Friday, August 31, 2007

Beard training

I wish I could say rehabbing my knee was as exciting as when Rocky went to train in Siberia. But so far I haven't chopped any wood, climbed any snow-capped peaks or grown a beard. Instead, it's all lunges and leg raises. Sixteen days after surgery and I still can't complete a full revolution on a stationery bicycle. I can pedal about halfway before having to stop and go backward the other direction and repeating this over and over for about 10 minutes. A complete revolution will be a big accomplishment.

The Labor Day weekend will be spent in Northeast Ohio. The Cleveland Plain Dealer has an excellent regular birding column. Here is the latest story, this about a few area hotspots including a place I journal-ed about last year.

Monday, August 27, 2007

Squirrel network

My second ongoing project involves--you guessed it--squirrels. I've formalized what I've been informally tracking for a while now: which areas have eastern fox squirrels, eastern gray squirrels or both. I received an e-mail from a correspondent mentioning that gray squirrels are prevalent in St. Paul, Minn. I now have information on 13 localities regarding the fox vs. gray conundrum. (Limited to eastern North America since these squirrels largely reside--and overlap--here.) A few areas, such as Southeast Michigan enjoy the great squirrel triumvirate of fox squirrel, gray squirrel and red squirrel. Wow.

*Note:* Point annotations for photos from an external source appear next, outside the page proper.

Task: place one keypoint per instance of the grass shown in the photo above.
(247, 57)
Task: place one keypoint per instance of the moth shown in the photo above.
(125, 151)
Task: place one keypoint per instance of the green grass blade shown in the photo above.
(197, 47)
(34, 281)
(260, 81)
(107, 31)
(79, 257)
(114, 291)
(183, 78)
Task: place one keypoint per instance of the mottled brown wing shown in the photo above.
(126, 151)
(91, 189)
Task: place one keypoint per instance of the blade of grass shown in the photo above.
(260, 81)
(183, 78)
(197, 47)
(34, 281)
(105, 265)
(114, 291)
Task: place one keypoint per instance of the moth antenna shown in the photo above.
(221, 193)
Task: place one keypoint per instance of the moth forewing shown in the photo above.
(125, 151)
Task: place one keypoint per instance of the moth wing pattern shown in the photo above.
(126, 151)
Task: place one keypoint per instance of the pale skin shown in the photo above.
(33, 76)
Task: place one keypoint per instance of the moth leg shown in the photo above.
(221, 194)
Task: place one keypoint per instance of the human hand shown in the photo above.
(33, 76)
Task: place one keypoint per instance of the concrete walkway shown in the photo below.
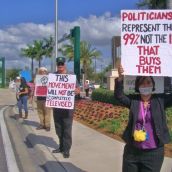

Still, it's not really clear why grays dominate some areas and foxes in others. "A Field Guide to Mammals" suggests that fox squirrels reside in wooded areas with large clearings and gray squirrels in hardwood forests and river bottoms. Neither description accounts for the urban and suburban squirrels. One of my early conclusions is that only gray squirrels live in intensely urban areas. If I'm wrong, let me know. Further input from other areas would be much appreciated. The fox squirrel, right, can be distinguished from the gray squirrel by its larger size (like a small house cat) and golden-tinged tail and underparts.

Saturday, August 25, 2007

Loon problem

Blogging live from the scene of ferocious storms that included 70 mph wind gusts on Chicago's North Side on Thursday. Uptown weathered the storms OK though there are many downed trees in the park. The suburbs fared worse, and flooding persists in many areas.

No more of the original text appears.